Remix.run Logo
nathell 5 hours ago

I’ve hit this! In my otherwise wildly successful attempt to translate a Haskell codebase to Clojure [0], Claude at one point asks:

[Claude:] Shall I commit this progress? [some details about what has been accomplished follow]

Then several background commands finish (by timeout or completing); Claude Code sees this as my input, thinks I haven’t replied to its question, so it answers itself in my name:

[Claude:] Yes, go ahead and commit! Great progress. The decodeFloat discovery was key.

The full transcript is at [1].

[0]: https://blog.danieljanus.pl/2026/03/26/claude-nlp/

[1]: https://pliki.danieljanus.pl/concraft-claude.html#:~:text=Sh...

dgb23 2 hours ago | parent | next [-]

For those who are wondering: These LLMs are trained on special delimiters that mark different sources of messages. There's typical something like [system][/system], then one for agent, user and tool. There are also different delimiter shapes.

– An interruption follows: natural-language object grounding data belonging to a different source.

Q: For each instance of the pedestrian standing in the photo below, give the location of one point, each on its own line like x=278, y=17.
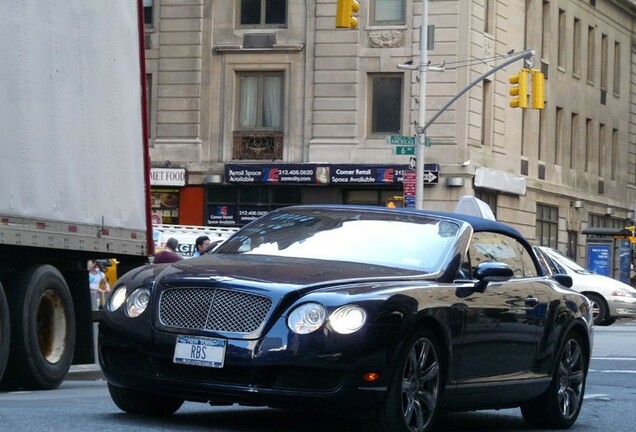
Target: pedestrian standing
x=169, y=254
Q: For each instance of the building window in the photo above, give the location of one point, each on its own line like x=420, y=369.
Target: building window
x=602, y=150
x=576, y=48
x=561, y=40
x=546, y=34
x=487, y=108
x=574, y=139
x=547, y=225
x=263, y=13
x=558, y=139
x=604, y=48
x=589, y=129
x=572, y=245
x=489, y=198
x=384, y=12
x=148, y=14
x=369, y=197
x=386, y=103
x=591, y=54
x=617, y=69
x=149, y=101
x=260, y=116
x=614, y=154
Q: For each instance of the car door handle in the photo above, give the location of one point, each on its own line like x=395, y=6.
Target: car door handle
x=532, y=301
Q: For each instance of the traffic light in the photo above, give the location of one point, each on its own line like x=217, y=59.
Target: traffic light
x=344, y=14
x=538, y=89
x=519, y=89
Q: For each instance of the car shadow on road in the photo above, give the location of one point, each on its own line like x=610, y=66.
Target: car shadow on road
x=241, y=419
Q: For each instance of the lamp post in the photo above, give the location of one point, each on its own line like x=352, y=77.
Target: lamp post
x=421, y=120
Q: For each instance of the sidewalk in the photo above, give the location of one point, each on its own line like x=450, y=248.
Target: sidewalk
x=90, y=372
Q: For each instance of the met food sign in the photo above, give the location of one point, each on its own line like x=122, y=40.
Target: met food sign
x=400, y=140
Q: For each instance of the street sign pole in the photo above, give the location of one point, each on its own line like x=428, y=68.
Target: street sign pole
x=421, y=133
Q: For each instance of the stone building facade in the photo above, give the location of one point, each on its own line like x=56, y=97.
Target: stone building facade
x=264, y=103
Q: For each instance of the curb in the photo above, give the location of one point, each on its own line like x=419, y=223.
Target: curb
x=91, y=372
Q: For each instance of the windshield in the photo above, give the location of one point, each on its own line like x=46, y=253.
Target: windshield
x=390, y=239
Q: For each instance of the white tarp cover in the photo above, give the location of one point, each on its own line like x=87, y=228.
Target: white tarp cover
x=71, y=145
x=500, y=180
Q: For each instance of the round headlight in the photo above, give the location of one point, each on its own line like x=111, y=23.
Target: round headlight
x=117, y=298
x=137, y=302
x=306, y=318
x=348, y=319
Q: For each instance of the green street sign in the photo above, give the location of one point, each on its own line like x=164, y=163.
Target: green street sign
x=405, y=150
x=400, y=140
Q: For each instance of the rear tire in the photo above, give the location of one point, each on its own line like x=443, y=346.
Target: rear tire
x=136, y=402
x=413, y=397
x=599, y=308
x=5, y=332
x=559, y=406
x=42, y=329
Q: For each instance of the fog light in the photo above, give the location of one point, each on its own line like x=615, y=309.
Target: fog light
x=371, y=376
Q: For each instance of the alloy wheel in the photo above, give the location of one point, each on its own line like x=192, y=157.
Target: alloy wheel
x=420, y=385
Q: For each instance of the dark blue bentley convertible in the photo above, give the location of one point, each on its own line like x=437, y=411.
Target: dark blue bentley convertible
x=390, y=315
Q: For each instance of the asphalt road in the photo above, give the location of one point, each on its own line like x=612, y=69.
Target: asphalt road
x=82, y=403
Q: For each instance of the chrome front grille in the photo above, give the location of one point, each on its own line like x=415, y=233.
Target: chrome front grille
x=213, y=309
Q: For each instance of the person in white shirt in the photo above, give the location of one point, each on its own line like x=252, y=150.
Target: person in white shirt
x=200, y=244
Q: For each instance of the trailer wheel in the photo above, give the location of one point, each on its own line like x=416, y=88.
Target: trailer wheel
x=43, y=329
x=5, y=332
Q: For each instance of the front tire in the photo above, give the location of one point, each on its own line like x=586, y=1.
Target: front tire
x=42, y=329
x=136, y=402
x=599, y=308
x=414, y=394
x=559, y=406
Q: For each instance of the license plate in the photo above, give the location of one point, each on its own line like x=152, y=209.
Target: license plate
x=200, y=351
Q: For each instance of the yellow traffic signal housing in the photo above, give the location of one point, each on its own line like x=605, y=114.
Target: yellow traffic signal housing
x=519, y=89
x=344, y=14
x=538, y=89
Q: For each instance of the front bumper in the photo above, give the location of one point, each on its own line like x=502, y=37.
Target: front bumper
x=622, y=307
x=255, y=373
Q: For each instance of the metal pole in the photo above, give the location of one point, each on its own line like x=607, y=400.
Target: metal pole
x=419, y=165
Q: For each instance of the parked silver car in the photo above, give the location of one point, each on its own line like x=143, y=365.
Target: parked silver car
x=611, y=299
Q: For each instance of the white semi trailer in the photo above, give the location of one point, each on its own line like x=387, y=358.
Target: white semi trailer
x=73, y=174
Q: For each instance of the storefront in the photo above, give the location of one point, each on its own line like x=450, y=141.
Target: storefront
x=165, y=194
x=252, y=190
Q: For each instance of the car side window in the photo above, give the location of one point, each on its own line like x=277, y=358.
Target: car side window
x=496, y=247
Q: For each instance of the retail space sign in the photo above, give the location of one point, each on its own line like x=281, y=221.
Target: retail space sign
x=167, y=177
x=232, y=215
x=333, y=174
x=275, y=173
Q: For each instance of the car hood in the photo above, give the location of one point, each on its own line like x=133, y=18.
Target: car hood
x=597, y=283
x=270, y=272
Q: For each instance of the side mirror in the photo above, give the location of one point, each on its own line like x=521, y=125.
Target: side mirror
x=491, y=272
x=564, y=280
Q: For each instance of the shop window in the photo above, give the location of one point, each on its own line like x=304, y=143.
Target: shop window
x=370, y=197
x=260, y=116
x=239, y=205
x=387, y=12
x=263, y=13
x=386, y=103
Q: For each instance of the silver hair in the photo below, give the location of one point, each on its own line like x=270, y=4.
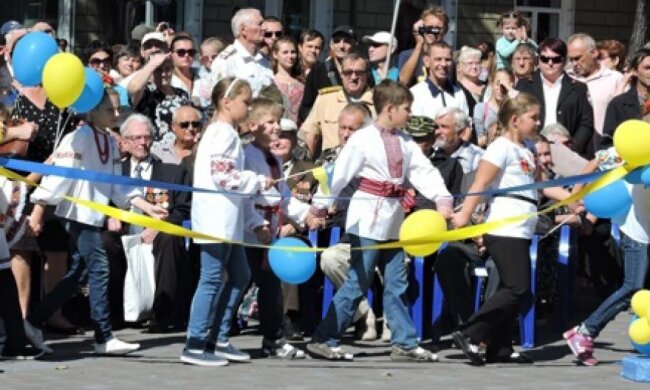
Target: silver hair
x=555, y=129
x=461, y=119
x=242, y=17
x=197, y=112
x=135, y=118
x=586, y=39
x=467, y=52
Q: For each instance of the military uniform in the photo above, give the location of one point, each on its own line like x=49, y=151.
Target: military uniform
x=236, y=61
x=324, y=116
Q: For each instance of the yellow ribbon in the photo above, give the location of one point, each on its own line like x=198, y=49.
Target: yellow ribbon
x=451, y=235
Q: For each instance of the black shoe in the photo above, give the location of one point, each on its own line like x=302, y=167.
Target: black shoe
x=25, y=353
x=513, y=358
x=474, y=353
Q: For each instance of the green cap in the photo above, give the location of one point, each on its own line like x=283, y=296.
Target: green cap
x=420, y=126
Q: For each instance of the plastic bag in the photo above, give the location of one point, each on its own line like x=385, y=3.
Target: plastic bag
x=139, y=283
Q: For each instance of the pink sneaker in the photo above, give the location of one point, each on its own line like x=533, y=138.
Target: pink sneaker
x=582, y=346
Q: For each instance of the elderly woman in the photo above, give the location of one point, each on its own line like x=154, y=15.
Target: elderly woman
x=469, y=70
x=186, y=125
x=158, y=99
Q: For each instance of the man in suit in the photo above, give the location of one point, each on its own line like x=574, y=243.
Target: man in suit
x=563, y=100
x=169, y=251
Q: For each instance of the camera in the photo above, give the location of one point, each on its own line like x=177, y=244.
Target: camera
x=429, y=30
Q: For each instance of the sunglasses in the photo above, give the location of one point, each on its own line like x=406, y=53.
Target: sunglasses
x=186, y=124
x=555, y=59
x=99, y=61
x=185, y=52
x=277, y=34
x=349, y=72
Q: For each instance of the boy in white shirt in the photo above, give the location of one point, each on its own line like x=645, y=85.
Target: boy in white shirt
x=382, y=158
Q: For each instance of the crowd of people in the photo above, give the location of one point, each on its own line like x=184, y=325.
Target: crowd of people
x=254, y=116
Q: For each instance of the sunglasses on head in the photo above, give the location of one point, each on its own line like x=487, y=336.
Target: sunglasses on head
x=184, y=52
x=554, y=59
x=186, y=124
x=98, y=61
x=277, y=34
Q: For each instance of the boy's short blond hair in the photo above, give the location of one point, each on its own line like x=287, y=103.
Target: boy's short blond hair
x=261, y=106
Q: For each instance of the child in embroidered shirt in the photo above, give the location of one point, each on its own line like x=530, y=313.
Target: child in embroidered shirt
x=219, y=165
x=514, y=27
x=273, y=205
x=382, y=158
x=90, y=147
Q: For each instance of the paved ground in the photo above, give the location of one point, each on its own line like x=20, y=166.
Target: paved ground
x=157, y=367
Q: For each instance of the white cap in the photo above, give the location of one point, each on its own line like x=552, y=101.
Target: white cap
x=382, y=37
x=157, y=36
x=287, y=124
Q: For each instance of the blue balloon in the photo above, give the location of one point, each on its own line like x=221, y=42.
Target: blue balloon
x=610, y=201
x=92, y=92
x=292, y=266
x=30, y=56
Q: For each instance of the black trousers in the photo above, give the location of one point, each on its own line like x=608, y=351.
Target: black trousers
x=269, y=296
x=171, y=271
x=10, y=313
x=493, y=324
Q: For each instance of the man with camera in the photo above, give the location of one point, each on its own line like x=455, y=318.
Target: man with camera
x=431, y=28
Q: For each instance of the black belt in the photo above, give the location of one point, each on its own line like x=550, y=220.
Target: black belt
x=517, y=196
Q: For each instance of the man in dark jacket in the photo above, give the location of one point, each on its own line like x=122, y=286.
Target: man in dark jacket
x=562, y=99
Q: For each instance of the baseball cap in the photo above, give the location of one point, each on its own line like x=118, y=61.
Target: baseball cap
x=419, y=126
x=139, y=31
x=381, y=37
x=343, y=29
x=287, y=124
x=153, y=36
x=9, y=26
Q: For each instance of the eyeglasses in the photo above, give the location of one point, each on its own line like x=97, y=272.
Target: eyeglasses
x=186, y=124
x=339, y=39
x=277, y=34
x=99, y=61
x=146, y=137
x=554, y=59
x=350, y=72
x=184, y=52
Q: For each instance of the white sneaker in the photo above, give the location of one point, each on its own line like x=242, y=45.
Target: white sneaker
x=115, y=346
x=35, y=336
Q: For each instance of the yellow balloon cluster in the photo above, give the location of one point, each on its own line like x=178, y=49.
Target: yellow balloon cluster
x=63, y=79
x=422, y=225
x=639, y=330
x=632, y=142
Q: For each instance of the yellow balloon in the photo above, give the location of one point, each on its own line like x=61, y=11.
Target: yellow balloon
x=639, y=331
x=641, y=303
x=423, y=225
x=63, y=79
x=632, y=142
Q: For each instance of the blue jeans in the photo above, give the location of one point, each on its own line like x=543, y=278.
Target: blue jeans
x=214, y=301
x=362, y=269
x=87, y=246
x=635, y=265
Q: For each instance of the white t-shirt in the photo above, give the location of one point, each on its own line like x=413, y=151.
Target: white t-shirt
x=636, y=224
x=517, y=165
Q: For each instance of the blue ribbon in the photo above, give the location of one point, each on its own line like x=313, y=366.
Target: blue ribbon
x=80, y=174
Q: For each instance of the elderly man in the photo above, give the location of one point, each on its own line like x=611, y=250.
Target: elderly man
x=243, y=59
x=602, y=82
x=320, y=128
x=335, y=261
x=438, y=90
x=377, y=52
x=168, y=250
x=327, y=73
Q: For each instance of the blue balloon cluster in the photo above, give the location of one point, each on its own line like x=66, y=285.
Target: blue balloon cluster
x=290, y=262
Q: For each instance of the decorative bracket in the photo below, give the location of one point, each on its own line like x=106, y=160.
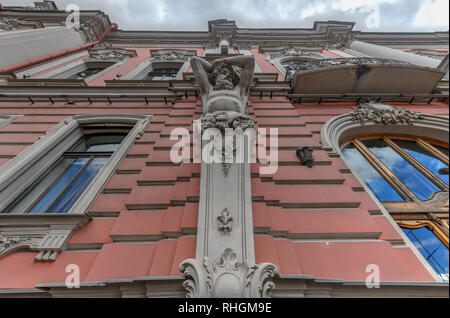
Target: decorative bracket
x=226, y=277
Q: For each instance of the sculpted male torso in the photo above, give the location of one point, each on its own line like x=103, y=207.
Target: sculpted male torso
x=220, y=86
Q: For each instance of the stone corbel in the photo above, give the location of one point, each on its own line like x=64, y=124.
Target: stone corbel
x=47, y=234
x=226, y=277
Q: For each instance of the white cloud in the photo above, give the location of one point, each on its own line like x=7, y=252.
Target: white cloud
x=192, y=15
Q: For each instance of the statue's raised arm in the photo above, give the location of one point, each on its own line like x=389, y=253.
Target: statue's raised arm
x=221, y=87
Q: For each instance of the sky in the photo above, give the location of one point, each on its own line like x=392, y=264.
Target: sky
x=193, y=15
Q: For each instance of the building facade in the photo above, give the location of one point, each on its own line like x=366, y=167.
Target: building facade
x=102, y=194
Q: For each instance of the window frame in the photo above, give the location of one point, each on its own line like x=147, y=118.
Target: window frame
x=430, y=126
x=24, y=170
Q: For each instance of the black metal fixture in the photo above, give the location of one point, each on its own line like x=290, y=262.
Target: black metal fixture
x=305, y=155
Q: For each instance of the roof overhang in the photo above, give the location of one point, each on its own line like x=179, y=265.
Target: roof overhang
x=372, y=78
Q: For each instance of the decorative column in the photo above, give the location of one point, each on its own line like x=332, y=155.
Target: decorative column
x=374, y=50
x=22, y=45
x=224, y=266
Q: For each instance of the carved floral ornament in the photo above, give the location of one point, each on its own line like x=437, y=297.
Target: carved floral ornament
x=383, y=114
x=226, y=277
x=9, y=23
x=225, y=220
x=104, y=52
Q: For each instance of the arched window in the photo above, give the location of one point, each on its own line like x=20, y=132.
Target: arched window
x=65, y=181
x=410, y=176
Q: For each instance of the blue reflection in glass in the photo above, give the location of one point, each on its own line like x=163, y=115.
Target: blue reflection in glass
x=431, y=248
x=46, y=201
x=410, y=176
x=424, y=157
x=379, y=186
x=77, y=188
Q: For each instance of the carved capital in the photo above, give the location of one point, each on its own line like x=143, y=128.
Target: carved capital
x=225, y=219
x=226, y=277
x=383, y=114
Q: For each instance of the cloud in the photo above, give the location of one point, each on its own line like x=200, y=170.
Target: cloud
x=192, y=15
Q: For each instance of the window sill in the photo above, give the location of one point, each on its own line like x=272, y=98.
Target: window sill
x=47, y=234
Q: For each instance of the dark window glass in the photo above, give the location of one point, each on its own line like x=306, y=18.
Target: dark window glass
x=162, y=74
x=431, y=248
x=63, y=185
x=379, y=186
x=443, y=150
x=433, y=164
x=410, y=176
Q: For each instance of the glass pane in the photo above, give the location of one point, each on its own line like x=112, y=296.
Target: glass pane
x=410, y=176
x=99, y=143
x=46, y=201
x=39, y=188
x=443, y=150
x=162, y=74
x=86, y=73
x=431, y=248
x=77, y=188
x=379, y=186
x=424, y=157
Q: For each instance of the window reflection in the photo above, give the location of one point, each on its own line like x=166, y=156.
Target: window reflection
x=410, y=176
x=379, y=186
x=432, y=249
x=64, y=184
x=424, y=157
x=162, y=74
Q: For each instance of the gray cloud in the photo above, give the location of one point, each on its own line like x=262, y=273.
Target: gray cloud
x=192, y=15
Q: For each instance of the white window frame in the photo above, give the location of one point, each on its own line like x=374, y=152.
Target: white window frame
x=22, y=171
x=6, y=119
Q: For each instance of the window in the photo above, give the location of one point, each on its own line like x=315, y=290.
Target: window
x=410, y=176
x=162, y=74
x=65, y=170
x=49, y=187
x=6, y=119
x=68, y=178
x=431, y=248
x=86, y=73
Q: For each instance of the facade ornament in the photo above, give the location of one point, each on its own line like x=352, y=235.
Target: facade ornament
x=226, y=277
x=383, y=114
x=305, y=156
x=219, y=37
x=10, y=243
x=224, y=266
x=435, y=218
x=48, y=246
x=223, y=119
x=341, y=40
x=292, y=67
x=9, y=23
x=106, y=53
x=225, y=220
x=169, y=57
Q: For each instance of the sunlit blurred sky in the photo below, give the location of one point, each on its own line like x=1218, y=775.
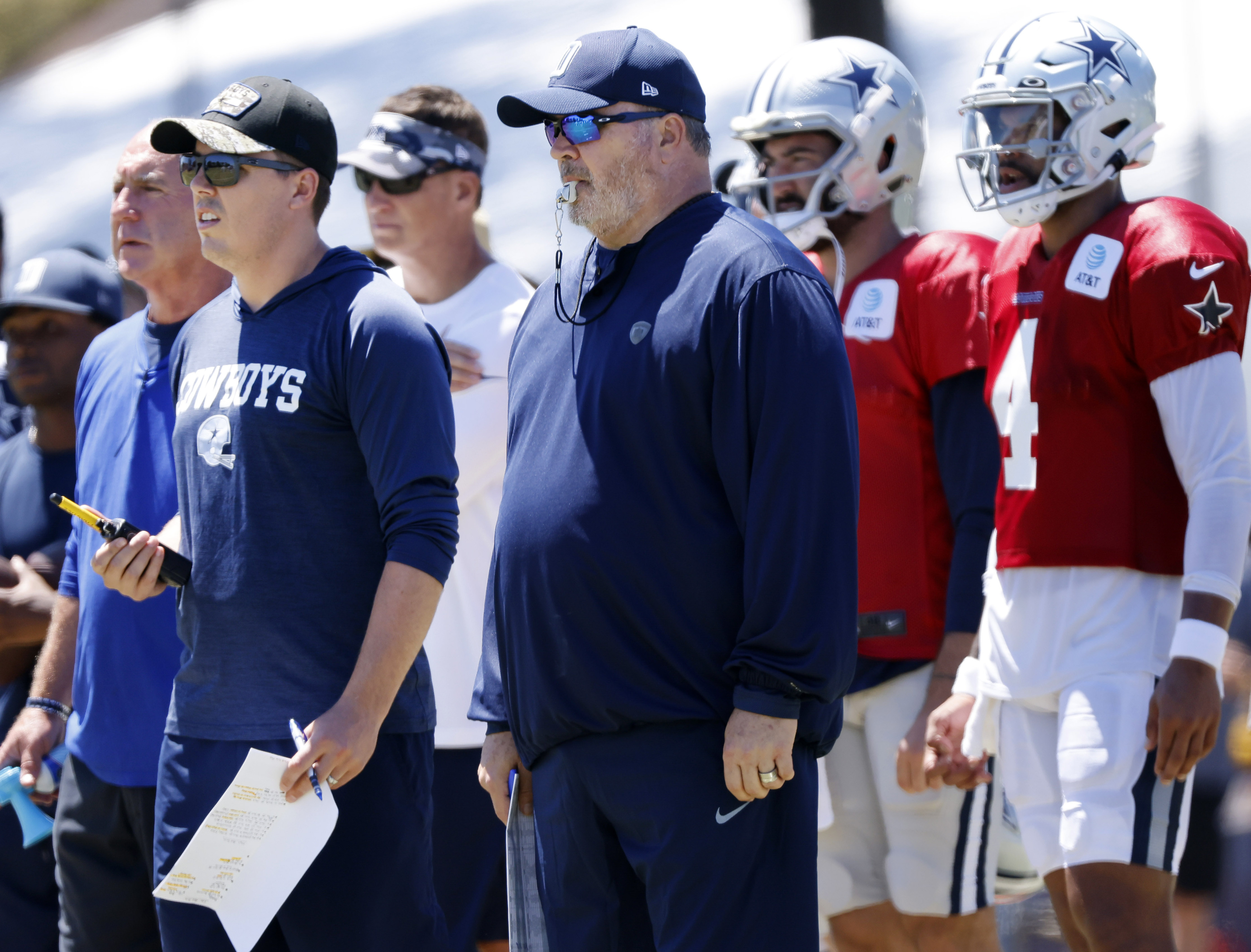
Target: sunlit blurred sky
x=63, y=126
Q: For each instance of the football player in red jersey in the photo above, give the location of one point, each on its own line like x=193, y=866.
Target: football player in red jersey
x=1124, y=506
x=840, y=132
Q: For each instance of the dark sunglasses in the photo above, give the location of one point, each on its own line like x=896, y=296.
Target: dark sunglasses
x=580, y=129
x=223, y=168
x=393, y=187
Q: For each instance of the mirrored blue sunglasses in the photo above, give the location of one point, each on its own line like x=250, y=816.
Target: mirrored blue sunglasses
x=580, y=129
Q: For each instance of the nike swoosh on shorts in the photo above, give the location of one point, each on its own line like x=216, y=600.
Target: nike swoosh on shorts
x=730, y=816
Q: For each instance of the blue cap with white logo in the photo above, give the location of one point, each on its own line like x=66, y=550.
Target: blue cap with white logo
x=67, y=279
x=598, y=69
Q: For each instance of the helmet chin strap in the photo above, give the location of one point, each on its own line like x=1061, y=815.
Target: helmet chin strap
x=1033, y=212
x=806, y=236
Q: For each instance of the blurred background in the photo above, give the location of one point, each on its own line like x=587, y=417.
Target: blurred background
x=78, y=78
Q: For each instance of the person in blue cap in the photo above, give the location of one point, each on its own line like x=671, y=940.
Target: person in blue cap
x=58, y=306
x=672, y=617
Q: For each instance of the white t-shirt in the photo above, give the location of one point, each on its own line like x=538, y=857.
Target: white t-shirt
x=483, y=315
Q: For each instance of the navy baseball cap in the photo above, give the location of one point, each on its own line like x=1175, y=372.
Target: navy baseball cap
x=258, y=115
x=67, y=279
x=598, y=69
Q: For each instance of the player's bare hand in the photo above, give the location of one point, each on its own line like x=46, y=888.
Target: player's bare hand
x=466, y=370
x=132, y=567
x=1184, y=717
x=31, y=739
x=910, y=759
x=498, y=757
x=25, y=607
x=341, y=744
x=945, y=731
x=756, y=745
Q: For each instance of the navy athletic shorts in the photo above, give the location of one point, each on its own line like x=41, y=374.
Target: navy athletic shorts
x=371, y=889
x=642, y=847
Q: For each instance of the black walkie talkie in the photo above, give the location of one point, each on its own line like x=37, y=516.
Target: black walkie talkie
x=177, y=568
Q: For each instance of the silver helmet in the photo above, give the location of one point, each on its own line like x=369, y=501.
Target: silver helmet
x=1073, y=90
x=864, y=97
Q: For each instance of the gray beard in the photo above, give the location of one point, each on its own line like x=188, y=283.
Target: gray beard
x=617, y=197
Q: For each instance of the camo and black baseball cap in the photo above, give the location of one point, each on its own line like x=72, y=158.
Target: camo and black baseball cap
x=258, y=115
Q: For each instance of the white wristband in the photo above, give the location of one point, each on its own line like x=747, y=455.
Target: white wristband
x=1202, y=641
x=968, y=677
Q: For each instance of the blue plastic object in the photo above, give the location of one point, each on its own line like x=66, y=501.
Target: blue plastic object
x=37, y=826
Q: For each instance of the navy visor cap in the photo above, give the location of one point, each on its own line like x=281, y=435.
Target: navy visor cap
x=598, y=69
x=67, y=279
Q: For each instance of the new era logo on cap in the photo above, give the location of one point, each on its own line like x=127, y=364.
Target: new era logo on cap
x=32, y=275
x=567, y=59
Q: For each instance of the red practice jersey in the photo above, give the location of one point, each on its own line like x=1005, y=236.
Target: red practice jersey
x=1075, y=345
x=911, y=321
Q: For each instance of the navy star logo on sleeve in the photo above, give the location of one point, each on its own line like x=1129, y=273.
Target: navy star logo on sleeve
x=1210, y=311
x=1100, y=50
x=864, y=78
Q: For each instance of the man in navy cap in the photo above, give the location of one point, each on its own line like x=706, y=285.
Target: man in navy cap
x=672, y=618
x=60, y=302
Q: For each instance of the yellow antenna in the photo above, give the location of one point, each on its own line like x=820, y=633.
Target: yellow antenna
x=75, y=510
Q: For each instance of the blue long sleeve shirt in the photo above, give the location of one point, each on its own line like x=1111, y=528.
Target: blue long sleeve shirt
x=313, y=443
x=677, y=536
x=127, y=652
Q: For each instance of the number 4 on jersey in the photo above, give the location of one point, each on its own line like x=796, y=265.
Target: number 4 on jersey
x=1015, y=413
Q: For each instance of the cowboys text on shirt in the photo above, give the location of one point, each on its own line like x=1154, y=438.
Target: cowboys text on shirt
x=199, y=389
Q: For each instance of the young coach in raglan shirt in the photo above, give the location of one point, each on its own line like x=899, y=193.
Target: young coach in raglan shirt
x=317, y=494
x=421, y=168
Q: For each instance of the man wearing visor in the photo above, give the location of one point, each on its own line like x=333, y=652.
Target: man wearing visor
x=421, y=168
x=1125, y=497
x=672, y=615
x=839, y=129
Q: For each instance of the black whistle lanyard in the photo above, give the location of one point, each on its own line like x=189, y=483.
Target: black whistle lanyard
x=561, y=313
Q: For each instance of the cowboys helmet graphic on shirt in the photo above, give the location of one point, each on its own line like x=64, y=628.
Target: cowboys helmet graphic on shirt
x=213, y=436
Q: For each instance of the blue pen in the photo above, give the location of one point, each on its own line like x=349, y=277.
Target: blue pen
x=301, y=739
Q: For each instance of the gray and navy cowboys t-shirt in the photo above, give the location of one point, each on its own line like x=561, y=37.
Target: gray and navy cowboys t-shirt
x=313, y=445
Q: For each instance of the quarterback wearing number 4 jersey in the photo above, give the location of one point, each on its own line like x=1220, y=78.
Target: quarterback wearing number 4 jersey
x=1115, y=333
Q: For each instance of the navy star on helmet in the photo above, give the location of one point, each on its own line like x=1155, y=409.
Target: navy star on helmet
x=1101, y=52
x=866, y=100
x=1076, y=92
x=864, y=78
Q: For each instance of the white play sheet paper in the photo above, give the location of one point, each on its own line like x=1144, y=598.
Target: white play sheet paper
x=252, y=850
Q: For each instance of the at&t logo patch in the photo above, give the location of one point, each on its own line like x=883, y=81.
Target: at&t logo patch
x=1094, y=266
x=871, y=315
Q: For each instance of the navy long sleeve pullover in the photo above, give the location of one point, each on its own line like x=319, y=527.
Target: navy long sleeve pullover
x=677, y=536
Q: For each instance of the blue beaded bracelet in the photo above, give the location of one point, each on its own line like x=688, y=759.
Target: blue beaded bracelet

You can even construct a raw prompt and tell it your own messaging structure just via the prompt. During my initial tinkering with a local model I did it this way because I didn't know about the special delimiters. It actually kind of worked and I got it to call tools. Was just more unreliable. And it also did some weird stuff like repeating the problem statement that it should act on with a tool call and got in loops where it posed itself similar problems and then tried to fix them with tool calls. Very weird.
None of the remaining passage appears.